A database can be classified as either centralized or distributed. A centralized system manages a single database, while a distributed system manages multiple databases on multiple systems. A distributed system’s components can be classified depending on the autonomy of the component systems into two types: federated (autonomous) or non-federated (non-autonomous). This figure illustrates the difference between centralized and distributed.
Centralized databases have all the data in one system in one place. All users come to the one system to access the data. For certain restricted data, centralization can be ideal, but for data that needs to be widely available, centralized databases have risks. For example, if the centralized system is unavailable, there are no other alternatives for accessing the data.
Distributed databases make possible quick access to data over a large number of nodes.
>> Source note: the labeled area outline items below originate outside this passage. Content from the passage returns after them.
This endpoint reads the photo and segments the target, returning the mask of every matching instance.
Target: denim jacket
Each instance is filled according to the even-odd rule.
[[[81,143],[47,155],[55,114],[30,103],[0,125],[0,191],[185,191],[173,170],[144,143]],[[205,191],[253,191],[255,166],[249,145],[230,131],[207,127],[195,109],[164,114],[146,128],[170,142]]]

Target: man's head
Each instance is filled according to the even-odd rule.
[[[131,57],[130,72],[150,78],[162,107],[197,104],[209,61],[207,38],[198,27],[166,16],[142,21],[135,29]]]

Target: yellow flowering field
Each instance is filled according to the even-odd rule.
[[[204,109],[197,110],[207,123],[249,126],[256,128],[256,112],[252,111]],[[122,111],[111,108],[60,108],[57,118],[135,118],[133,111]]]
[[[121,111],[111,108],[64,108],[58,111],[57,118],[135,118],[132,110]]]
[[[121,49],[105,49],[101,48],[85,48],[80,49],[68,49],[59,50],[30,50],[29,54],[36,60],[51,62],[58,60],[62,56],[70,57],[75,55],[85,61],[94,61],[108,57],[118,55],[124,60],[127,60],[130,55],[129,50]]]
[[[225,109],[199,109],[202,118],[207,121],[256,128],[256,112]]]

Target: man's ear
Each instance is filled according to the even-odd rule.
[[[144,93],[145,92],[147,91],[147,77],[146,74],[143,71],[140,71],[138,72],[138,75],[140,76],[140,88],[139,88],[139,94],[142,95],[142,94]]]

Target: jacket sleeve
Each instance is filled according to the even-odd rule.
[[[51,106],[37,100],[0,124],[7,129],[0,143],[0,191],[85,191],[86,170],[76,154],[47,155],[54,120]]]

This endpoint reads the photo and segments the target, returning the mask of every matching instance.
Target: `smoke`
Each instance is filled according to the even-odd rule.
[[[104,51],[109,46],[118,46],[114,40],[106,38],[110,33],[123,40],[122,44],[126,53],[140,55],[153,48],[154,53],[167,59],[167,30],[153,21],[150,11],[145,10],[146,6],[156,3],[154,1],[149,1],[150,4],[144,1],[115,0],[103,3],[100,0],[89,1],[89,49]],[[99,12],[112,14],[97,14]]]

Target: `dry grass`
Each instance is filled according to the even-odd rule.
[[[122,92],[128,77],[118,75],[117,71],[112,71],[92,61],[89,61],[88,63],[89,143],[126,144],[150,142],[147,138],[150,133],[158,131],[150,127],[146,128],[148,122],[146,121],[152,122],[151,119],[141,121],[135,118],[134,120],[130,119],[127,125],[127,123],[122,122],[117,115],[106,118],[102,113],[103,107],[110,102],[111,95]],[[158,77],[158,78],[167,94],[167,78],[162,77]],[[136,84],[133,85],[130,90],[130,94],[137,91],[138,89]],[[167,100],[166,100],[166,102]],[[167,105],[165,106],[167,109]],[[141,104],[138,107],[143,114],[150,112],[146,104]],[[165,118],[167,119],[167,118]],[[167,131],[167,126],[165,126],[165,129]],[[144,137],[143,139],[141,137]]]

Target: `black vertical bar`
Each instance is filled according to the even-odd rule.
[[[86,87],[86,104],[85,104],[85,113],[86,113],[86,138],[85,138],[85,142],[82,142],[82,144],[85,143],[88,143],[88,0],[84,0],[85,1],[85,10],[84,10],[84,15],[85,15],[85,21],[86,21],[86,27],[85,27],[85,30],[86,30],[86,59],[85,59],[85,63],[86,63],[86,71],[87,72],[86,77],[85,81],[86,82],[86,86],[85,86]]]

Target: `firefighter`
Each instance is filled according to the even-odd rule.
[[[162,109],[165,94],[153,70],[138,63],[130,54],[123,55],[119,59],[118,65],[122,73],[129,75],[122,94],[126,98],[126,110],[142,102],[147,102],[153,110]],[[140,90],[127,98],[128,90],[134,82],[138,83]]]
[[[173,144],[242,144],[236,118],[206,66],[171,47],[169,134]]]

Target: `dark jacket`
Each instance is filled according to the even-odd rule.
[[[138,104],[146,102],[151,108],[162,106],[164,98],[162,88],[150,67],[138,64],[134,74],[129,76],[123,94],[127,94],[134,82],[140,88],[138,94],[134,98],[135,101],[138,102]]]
Popular distributed database technologies are based on using commodity hardware servers. They are designed to scale out from single servers to thousands of machines, each offering local computation and storage. Rather than rely on hardware to deliver high-availability, the database management software itself is designed to replicate data amongst the servers, thereby delivering a highly available service on top of a cluster of computers. Database management software is also designed to detect and handle failures. While any given computer may fail, the system overall is unlikely to.
Some distributed databases implement a computational paradigm named MapReduce to further improve performance. In MapReduce, the data request is divided into many small fragments of work, each of which may be executed or re-executed on any node in the cluster. In addition, data is co-located on the compute nodes, providing very high aggregate bandwidth across the cluster. Both the filesystem and the application are designed to automatically handle node failures.